Connections

Connection Pools

Both Redis and RedisCluster are backed by a connection pool that manages the underlying connections to the Redis server(s). coredis connection pools are blocking and multiplex most kinds of commands over a few connections, while allocating dedicated connections to blocking commands, pubsub instances, and pipelines.

To explicitly select the type of connection pool used pass in the appropriate class as coredis.Redis.connection_pool_cls or coredis.RedisCluster.connection_pool_cls.

Pool parameters

Standalone

ConnectionPool

Cluster

ClusterConnectionPool

Connection limits

Connection pools will only allow up to max_connections` connections to be running concurrently, and if more are requested the command will block until one becomes available. Since most commands can be multiplexed over a few connections this is rare in practice unless you’re using many pipelines/blocking commands/pubsubs simultaneously.
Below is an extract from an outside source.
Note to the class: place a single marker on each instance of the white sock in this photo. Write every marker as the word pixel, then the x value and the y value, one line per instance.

In the following example, a client is created with max_connections set to 8, however 10 blocking requests are concurrently started. This means 2 requests will block and only start after 2 other requests complete. In terms of wall clock time this means all requests will complete in 6 seconds:

import asyncio
import coredis

async def test():
    client = coredis.Redis(max_connections=8)
    # or with cluster
    # client = coredis.RedisCluster(
    #   "localhost", 7000,
    #   max_connections=8, max_connections_per_node=True
    # )

    async with client:
        results = await asyncio.gather(
            *[client.blpop(["fubar"], 3) for _ in range(10)],
        )

asyncio.run(test())

Changing max_connections to 10 will result in all requests starting immediately

Timeouts

Connection pools can be created with an optional blocking timeout parameter that will control how long to wait for an available connection before raising an TimeoutError.

Important

To configure the timeout when using an implicit connection pool owned by the Redis or RedisCluster clients, use the pool_timeout argument.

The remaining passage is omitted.